En este marco de política pública, la Universidad ha venido discutiendo sobre las
reformas institucionales realizadas en los últimos años, comenzando por el
Estatuto General. A continuación se presentan algunos elementos de juicio para el
análisis de estos dos ámbitos, con el ánimo de acordar criterios para la
construcción de alternativas y posiciones sólidas y argumentadas desde la
comunidad académica.
1. El país en la dinámica global de la educación superior.

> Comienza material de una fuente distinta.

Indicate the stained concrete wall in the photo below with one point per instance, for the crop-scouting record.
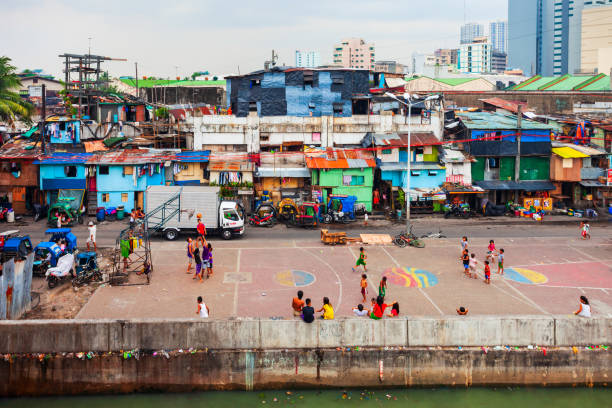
(33, 336)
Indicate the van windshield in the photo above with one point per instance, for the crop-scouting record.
(231, 214)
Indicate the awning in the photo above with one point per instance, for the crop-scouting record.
(57, 184)
(513, 185)
(568, 153)
(591, 183)
(297, 172)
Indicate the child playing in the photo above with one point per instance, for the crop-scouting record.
(360, 311)
(209, 271)
(364, 286)
(382, 287)
(473, 263)
(463, 244)
(465, 258)
(361, 260)
(203, 311)
(500, 262)
(487, 273)
(491, 250)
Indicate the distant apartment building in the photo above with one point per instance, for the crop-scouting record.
(596, 38)
(307, 59)
(355, 53)
(475, 57)
(498, 61)
(390, 66)
(446, 56)
(470, 31)
(544, 36)
(498, 34)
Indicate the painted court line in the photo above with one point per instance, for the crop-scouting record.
(335, 273)
(420, 289)
(235, 308)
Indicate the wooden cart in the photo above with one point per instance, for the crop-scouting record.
(333, 238)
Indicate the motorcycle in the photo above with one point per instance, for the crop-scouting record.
(266, 221)
(336, 216)
(455, 210)
(408, 238)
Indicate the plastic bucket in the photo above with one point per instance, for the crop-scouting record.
(120, 212)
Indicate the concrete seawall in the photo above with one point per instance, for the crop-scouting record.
(50, 357)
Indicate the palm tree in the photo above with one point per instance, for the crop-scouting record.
(12, 107)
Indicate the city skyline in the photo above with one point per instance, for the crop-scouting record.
(204, 39)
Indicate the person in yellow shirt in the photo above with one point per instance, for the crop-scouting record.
(327, 309)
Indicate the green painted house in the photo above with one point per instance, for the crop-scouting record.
(342, 172)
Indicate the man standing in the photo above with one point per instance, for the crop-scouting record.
(91, 229)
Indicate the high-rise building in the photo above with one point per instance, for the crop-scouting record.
(307, 59)
(544, 36)
(355, 53)
(470, 31)
(446, 56)
(498, 34)
(596, 50)
(475, 57)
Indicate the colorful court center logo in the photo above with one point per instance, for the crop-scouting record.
(525, 276)
(295, 278)
(411, 277)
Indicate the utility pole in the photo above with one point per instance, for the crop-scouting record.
(44, 118)
(517, 160)
(137, 89)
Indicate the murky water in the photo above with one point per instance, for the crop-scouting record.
(510, 397)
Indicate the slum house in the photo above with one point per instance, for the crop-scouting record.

No cabe duda sobre la necesidad de hacer conciencia de las dinámicas globales de
la sociedad del conocimiento, a la hora de pensar la orientación de las
universidades. Pero también es claro que las articulaciones de los países y regiones
a la globalización son muy desiguales. Existen regiones que producen la ciencia, la
tecnología y la innovación mientras otras tienden a consumir los productos del
conocimiento, en el marco de los tratados de libre comercio. El famoso Pacto o
Proceso de Bolonia es una estrategia para la configuración del Espacio Europeo de
Educación Superior (EEES), que pretende competir con el sistema educativo
estadounidense y del pujante oriente. Y aunque se hable de competitividad, es claro
que en la Unión Europea persiste el predominio público en la financiación y
organización de los sistemas de educación superior (alrededor del 90%), de manera
que la inversión privada sigue siendo marginal.
De otra parte, las orientaciones internacionales de política pública en el terreno de
la educación superior no son unánimes. Por el contrario, existen diferencias de
enfoque. En su Conferencia Mundial sobre la Educación Superior de 2009,
UNESCO la define como un “bien público [que] debe ser responsabilidad de todos
los gobiernos y recibir su apoyo económico”, siguiendo el mandato de la Carta de
Documento elaborado por Mario Hernández Álvarez, Representante Profesoral ante el CSU,
Universidad Nacional de Colombia, adaptado del documento previo titulado Construyamos
universidad desde las unidades académicas, de noviembre de 2010.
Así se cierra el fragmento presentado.